No system is ever perfectly secure; if a personal-data breach occurs that is likely to result in a risk to your rights, we will notify the competent supervisory authority within 72 hours (GDPR Art. 33) and, where required, the affected individuals (GDPR Art. 34; PDPL Art. 9).

The website uses a minimal set of strictly necessary technologies and a small number of opt-in analytics and third-party widgets. Full details — including categories, vendors, durations and how to withdraw consent — are available in our Cookie Policy.

If we update this notice, the new version will appear here with a refreshed “last updated” date. Material changes — those that affect the lawful basis, the categories of data, the processors or the retention periods — will additionally be communicated by email to existing clients before they take effect.

This notice is governed by Italian law and by Regulation (EU) 2016/679 (GDPR), as supplemented by D.Lgs. 196/2003 as amended by D.Lgs. 101/2018, for clients residing in the European Economic Area.
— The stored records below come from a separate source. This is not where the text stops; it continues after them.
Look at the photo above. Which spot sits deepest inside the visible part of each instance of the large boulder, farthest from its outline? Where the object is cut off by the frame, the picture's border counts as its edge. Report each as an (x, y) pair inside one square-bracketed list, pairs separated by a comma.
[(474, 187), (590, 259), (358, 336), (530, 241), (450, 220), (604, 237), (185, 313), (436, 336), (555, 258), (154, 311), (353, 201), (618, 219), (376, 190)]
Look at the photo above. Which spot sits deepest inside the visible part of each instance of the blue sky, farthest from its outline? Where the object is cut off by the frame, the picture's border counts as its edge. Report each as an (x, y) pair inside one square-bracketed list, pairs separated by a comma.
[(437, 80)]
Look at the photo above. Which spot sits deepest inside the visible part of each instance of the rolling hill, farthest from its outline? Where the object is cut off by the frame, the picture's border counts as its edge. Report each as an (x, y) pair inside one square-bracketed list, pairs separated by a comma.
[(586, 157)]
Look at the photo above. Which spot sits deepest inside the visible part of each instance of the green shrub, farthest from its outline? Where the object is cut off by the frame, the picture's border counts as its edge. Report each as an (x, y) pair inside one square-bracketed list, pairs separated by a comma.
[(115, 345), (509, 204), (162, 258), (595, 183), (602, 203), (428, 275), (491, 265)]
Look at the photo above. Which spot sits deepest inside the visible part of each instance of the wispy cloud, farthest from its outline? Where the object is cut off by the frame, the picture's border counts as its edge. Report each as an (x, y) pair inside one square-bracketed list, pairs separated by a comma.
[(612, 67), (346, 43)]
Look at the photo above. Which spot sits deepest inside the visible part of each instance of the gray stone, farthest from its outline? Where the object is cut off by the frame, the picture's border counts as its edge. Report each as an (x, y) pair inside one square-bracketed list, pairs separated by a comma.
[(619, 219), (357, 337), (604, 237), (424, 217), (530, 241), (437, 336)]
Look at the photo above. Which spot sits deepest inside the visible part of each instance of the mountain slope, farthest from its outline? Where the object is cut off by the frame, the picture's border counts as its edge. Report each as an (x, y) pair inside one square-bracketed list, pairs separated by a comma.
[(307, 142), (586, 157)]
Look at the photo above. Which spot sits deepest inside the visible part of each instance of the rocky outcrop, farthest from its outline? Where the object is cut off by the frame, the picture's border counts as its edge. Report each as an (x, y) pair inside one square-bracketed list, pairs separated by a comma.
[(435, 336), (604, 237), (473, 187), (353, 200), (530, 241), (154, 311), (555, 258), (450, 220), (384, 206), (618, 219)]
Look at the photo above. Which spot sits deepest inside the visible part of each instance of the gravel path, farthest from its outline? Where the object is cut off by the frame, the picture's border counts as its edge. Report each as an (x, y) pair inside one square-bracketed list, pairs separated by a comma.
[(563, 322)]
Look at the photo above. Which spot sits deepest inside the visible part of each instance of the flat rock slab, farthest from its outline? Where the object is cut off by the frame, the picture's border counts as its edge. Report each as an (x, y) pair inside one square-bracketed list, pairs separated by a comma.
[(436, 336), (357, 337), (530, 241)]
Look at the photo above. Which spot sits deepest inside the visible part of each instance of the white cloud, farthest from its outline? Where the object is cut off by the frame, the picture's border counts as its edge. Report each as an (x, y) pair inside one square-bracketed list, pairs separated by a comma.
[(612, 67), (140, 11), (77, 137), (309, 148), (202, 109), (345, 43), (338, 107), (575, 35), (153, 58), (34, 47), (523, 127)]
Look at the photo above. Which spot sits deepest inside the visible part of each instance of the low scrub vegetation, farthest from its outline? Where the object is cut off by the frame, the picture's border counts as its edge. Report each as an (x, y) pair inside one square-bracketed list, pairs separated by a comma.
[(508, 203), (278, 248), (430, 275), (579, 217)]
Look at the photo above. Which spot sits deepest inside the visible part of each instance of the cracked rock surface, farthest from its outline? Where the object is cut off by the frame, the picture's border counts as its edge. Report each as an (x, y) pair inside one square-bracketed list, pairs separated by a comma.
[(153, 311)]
For clients residing in the United Arab Emirates, the UAE Federal Decree-Law No. 45 of 2021 (PDPL), Federal Decree-Law No. 34 of 2021 on Combatting Rumours and Cybercrimes, Federal Law No. 15 of 2020 on Consumer Protection, and the regulations issued by the Telecommunications and Digital Government Regulatory Authority (TDRA) apply in addition. Where the two regimes diverge, you may rely on the protection that is more favourable to you.

To exercise any of the rights above, write to ana@kymatalk.com with the subject line “Privacy request”. We will respond within 30 days as required by GDPR Art. 12.3 and within the timelines set by PDPL Art. 13.

For urgent matters you can also reach us on WhatsApp at +971 50 323 1302 (Dubai) or +39 333 328 5099 (Italy).

This Privacy Policy was last updated on 19 May 2026. The English, Italian and Arabic versions are equally authoritative; in the event of any divergence in interpretation, the version in the language chosen by the data subject shall prevail.